New York cyber-security firm Firedome has linked its on device real-time detection, prevention and response with Microsoft Defender for IoT cloud-based security to provide a holistic view of IoT attacks.

Firedome specialises in IoT endpoint protection. Its integration with Defender for IoT, using Microsoft Sentinel, combines its on-device agent-based real-time detection, prevention and response with Defender for IoT’s network-based events, offering a comprehensive view, analysis prevention and remediation of cyber attacks in IoT and OT environments across all attack phases.

Streamlined to Sentinel, users can create alerts, investigate security incidents and access device-entry-point data for enhanced device and organisational security.

Firedome’s Defense in Depth offering is a comprehensive approach to security that integrates prevention, detection and response, and can feed forensic data into a SIEM (security information and event manager). Compatible with major IoT operating systems such as Linux, FreeRTOS, Windows and Android, the lightweight agent operates across various sectors, including healthcare, energy, smart buildings and retail.

By combining Firedome’s on-device agent-based view and protection with Defender for IoT’s network and perimeter capabilities, users can identify, block and remediate the devices responsible for initiating cyber attacks within their IoT or OT network, track threats movements across network segments, and pinpoint devices involved in DDOS and botnet campaigns. This integration empowers users to enhance their understanding of cyber threats and take proactive measures to safeguard their IoT environment.

“We are delighted to expand our longstanding relationship with Microsoft,” said Moti Shkolnik, Firedome CEO. “Our new integration with Microsoft Defender for IoT will equip our shared customers with an in-depth view and understanding of cyber threats targeting their IoT devices and networks.”

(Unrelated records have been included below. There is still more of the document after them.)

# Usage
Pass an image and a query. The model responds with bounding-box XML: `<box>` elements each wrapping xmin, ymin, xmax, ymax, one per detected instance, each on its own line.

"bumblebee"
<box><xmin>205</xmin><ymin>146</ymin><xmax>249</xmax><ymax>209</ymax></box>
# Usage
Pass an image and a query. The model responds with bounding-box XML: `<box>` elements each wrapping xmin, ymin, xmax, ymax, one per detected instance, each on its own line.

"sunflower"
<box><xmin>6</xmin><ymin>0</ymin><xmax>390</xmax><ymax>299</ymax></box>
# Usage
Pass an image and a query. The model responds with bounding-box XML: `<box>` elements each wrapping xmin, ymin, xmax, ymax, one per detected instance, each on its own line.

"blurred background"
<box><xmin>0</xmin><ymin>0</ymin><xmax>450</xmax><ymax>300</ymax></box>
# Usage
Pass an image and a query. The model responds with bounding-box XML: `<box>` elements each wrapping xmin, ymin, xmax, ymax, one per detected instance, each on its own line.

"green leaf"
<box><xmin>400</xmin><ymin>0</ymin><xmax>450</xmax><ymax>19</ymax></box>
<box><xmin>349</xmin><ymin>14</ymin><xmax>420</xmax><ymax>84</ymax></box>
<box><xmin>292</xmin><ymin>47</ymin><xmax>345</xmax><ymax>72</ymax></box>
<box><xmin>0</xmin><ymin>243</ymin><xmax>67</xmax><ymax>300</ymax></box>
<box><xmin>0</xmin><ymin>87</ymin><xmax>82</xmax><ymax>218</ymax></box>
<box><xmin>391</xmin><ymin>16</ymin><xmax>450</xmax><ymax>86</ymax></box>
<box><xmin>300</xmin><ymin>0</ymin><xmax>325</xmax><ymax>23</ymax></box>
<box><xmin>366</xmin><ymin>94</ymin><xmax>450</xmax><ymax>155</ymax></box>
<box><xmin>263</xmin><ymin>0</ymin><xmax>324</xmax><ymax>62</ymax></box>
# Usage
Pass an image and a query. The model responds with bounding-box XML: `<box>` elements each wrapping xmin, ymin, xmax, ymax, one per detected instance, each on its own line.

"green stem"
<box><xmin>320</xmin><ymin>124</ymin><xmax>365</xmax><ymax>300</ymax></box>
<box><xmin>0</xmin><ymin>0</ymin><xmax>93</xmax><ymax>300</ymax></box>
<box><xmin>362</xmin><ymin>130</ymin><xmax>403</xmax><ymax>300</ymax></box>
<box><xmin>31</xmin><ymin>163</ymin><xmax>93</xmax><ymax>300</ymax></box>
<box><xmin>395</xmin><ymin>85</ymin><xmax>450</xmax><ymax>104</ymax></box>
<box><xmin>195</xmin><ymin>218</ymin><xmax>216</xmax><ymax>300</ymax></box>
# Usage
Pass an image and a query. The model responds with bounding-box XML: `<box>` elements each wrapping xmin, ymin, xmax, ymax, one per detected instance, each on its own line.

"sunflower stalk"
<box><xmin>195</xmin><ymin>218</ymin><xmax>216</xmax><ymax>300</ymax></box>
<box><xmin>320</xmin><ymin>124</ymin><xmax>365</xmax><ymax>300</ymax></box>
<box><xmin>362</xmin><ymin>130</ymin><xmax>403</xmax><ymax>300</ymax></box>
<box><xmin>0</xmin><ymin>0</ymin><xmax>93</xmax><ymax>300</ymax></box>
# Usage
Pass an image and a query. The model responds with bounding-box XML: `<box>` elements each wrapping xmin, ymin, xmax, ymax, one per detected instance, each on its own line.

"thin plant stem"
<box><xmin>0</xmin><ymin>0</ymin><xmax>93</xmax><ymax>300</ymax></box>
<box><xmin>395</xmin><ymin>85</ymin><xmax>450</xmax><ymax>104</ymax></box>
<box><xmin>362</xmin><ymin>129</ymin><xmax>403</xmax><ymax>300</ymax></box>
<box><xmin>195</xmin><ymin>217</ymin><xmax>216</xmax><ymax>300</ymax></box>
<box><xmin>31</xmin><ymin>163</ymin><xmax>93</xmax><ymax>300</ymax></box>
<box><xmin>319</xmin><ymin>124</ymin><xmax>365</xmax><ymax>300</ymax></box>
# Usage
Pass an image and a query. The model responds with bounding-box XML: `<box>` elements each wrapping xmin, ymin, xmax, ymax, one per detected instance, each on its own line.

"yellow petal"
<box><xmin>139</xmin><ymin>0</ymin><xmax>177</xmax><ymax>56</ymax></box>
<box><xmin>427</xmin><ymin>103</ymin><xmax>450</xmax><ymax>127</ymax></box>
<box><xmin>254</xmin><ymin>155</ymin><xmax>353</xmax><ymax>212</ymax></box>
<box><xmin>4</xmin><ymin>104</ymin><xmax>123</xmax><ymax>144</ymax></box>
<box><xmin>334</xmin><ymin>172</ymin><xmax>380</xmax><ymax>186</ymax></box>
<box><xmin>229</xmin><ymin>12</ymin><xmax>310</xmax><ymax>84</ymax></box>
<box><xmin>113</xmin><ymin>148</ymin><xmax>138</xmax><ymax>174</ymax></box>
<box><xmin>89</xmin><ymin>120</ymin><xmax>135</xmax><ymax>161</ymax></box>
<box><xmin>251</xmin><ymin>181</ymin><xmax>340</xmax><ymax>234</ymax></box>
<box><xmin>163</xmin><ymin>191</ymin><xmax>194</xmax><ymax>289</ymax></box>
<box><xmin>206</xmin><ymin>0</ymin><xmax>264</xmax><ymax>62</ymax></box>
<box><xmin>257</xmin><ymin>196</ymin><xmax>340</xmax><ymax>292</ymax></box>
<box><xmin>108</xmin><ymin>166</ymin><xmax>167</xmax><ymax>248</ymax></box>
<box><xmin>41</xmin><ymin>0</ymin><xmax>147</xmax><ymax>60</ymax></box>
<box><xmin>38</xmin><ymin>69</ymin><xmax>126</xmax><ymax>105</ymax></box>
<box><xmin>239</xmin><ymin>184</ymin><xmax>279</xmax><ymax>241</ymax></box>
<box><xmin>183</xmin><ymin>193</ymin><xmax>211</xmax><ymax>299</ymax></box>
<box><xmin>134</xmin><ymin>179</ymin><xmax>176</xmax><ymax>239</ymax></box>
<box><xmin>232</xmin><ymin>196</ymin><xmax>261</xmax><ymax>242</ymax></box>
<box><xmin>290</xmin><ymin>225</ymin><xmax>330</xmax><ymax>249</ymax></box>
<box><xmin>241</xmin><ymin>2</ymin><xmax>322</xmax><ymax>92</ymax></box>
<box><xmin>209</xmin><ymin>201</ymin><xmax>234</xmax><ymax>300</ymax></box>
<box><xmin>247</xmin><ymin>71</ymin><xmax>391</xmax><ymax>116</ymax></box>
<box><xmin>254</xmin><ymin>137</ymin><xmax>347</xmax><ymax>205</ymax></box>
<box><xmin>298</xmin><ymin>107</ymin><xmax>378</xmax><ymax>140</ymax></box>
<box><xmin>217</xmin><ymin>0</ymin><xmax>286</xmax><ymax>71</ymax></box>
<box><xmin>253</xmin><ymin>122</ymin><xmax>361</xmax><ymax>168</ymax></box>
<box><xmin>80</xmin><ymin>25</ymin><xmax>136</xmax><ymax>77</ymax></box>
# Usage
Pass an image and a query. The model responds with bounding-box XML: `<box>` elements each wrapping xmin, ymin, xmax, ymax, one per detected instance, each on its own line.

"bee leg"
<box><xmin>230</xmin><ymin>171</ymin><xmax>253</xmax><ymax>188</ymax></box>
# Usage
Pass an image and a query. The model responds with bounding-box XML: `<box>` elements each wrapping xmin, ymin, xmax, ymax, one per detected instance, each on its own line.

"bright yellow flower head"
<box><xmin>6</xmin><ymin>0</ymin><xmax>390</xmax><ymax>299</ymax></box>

Nir Krumer, general manager for IoT and OT security at Microsoft, added: “The integration of Firedome’s EDR with Microsoft Defender for IoT enriches the SOC [security operations centre] with valuable insights from cross network and endpoint for IoT and OT environments and devices. Our aim is to empower SOC teams to provide an IoT- and OT-enabled SOC that has visibility into all telemetry to detect and respond faster to cyber attacks on IoT and OT devices and networks.”

The Firedome EPP allows organisations to prevent any attack type on IoT endpoints that would otherwise be undetectable by existing security controls. Defense in Depth combines prevention, detection, response and forensic data into a unified offering that integrates into existing SIEM platforms. Firedome IoT agents are built to protect any IoT device across various verticals such as healthcare, energy smart building and retail.